Filed Pursuant to Rule 433
Registration No. 333-176218
June 19, 2012
NEWFIELD EXPLORATION COMPANY
Pricing Term Sheet
$1 billion 5.625% Senior Notes due 2024
Issuer: | Newfield Exploration Company | |
Security Description: | Senior Unsecured Notes | |
Format: | SEC Registered | |
Expected Ratings: (Moodys / S&P / Fitch)* | Ba1 / BBB- / BB+ | |
Expected Outlooks: (Moodys / S&P / Fitch)* | Stable / Stable / Stable | |
Principal Amount: | $1,000,000,000** | |
Net Proceeds to Issuer (before expenses): | $991,250,000 | |
Trade Date: | June 19, 2012 | |
Settlement Date (T+5): | June 26, 2012 | |
Interest Payment Dates: | January 1 and July 1, beginning on January 1, 2013 | |
Maturity Date: | July 1, 2024 | |
Benchmark Treasury: | UST 1.75% due May 15, 2022 | |
Benchmark Yield / Price: | 1.618% / 101-06+ | |
Spread to Benchmark Treasury: | +400.7 bps | |
Yield to Maturity: | 5.625% | |
Coupon: | 5.625% | |
Public Offering Price: | 100% of principal amount | |
Optional Redemption: | Make whole call T+50 bps | |
CUSIP / ISIN: | 651290 AQ1 / US651290AQ17 | |
Sole Book-Running Manager: | Wells Fargo Securities, LLC | |
Co-Managers: | J.P. Morgan Securities LLC
Goldman, Sachs & Co.
Mitsubishi UFJ Securities (USA), Inc.
DNB Markets, Inc.
Barclays Capital Inc.
Mizuho Securities USA Inc.
CIBC World Markets Corp.
Citigroup Global Markets Inc.
RBC Capital Markets, LLC
SMBC Nikko Capital Markets Limited
U.S. Bancorp Investments, Inc. |
* | Note: A securities rating is not a recommendation to buy, sell or hold securities and may be subject to revision or withdrawal at any time. |
** | The offering was upsized from an original principal amount of $750,000,000. |
The delivery of the notes will be made against payment therefor on or about June 26, 2012, which is the fifth business day following the date of pricing of the notes (such settlement being referred to as T+5). Under Rule 15c6-1 of the Securities Exchange Act of 1934, as amended, trades in the secondary market generally are required to settle in three business days unless the parties to any such trade expressly agree otherwise. Accordingly, purchasers who wish to trade the notes on the date of pricing of the notes or the next succeeding two business days will be required, by virtue of the fact that the notes initially will settle in T+5, to specify an alternate settlement cycle at the time of any such trade to prevent failed settlement and should consult their own advisers.

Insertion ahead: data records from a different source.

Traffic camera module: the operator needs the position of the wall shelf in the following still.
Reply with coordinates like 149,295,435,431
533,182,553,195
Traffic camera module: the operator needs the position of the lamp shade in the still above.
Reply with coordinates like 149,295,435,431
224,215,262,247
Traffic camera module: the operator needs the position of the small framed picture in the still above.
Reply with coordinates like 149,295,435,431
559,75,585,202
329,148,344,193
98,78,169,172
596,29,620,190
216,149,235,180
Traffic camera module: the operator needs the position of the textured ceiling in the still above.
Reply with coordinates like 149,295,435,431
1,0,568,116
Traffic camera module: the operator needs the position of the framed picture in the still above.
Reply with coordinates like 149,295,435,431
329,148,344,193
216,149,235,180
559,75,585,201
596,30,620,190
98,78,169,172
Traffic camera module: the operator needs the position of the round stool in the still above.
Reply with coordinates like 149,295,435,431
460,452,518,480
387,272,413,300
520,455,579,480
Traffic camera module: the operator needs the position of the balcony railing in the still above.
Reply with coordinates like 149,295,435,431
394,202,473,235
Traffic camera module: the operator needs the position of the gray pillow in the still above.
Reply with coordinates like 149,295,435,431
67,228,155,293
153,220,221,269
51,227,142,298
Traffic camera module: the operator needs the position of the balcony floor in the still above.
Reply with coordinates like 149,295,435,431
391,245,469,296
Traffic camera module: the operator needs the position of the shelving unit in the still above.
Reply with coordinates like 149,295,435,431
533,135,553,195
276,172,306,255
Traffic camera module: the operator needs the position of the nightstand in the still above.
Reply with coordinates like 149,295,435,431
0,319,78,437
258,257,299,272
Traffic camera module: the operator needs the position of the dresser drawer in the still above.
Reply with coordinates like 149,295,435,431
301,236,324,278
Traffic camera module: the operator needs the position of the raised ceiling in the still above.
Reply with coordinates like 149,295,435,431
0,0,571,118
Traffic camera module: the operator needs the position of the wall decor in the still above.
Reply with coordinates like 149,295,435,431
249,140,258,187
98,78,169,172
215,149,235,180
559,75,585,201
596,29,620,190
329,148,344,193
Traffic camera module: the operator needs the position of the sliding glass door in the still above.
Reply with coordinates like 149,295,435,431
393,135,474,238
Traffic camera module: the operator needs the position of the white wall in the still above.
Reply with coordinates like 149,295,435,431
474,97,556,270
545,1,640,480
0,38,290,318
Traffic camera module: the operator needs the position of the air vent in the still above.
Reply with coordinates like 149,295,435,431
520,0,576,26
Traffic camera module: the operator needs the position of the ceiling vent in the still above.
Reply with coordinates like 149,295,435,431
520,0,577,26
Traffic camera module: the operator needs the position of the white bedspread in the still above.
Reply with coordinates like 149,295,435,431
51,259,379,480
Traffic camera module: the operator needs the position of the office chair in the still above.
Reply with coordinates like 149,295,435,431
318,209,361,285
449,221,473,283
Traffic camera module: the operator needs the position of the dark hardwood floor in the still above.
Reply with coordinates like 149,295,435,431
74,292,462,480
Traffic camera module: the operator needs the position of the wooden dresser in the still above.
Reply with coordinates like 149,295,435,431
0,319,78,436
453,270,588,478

The issuer has filed a registration statement (including a prospectus supplement) with the SEC for the offering to which this communication relates. Before you invest, you should read the prospectus supplement and the accompanying prospectus in that registration statement and other documents the issuer has filed with the SEC for more complete information about the issuer and this offering. You may get these documents for free by visiting EDGAR on the SEC Web site at www.sec.gov. Alternatively, the issuer, any underwriter or any dealer participating in the offering will arrange to send you the prospectus supplement if you request it by calling Wells Fargo Securities, LLC toll-free at 1-800-526-3897.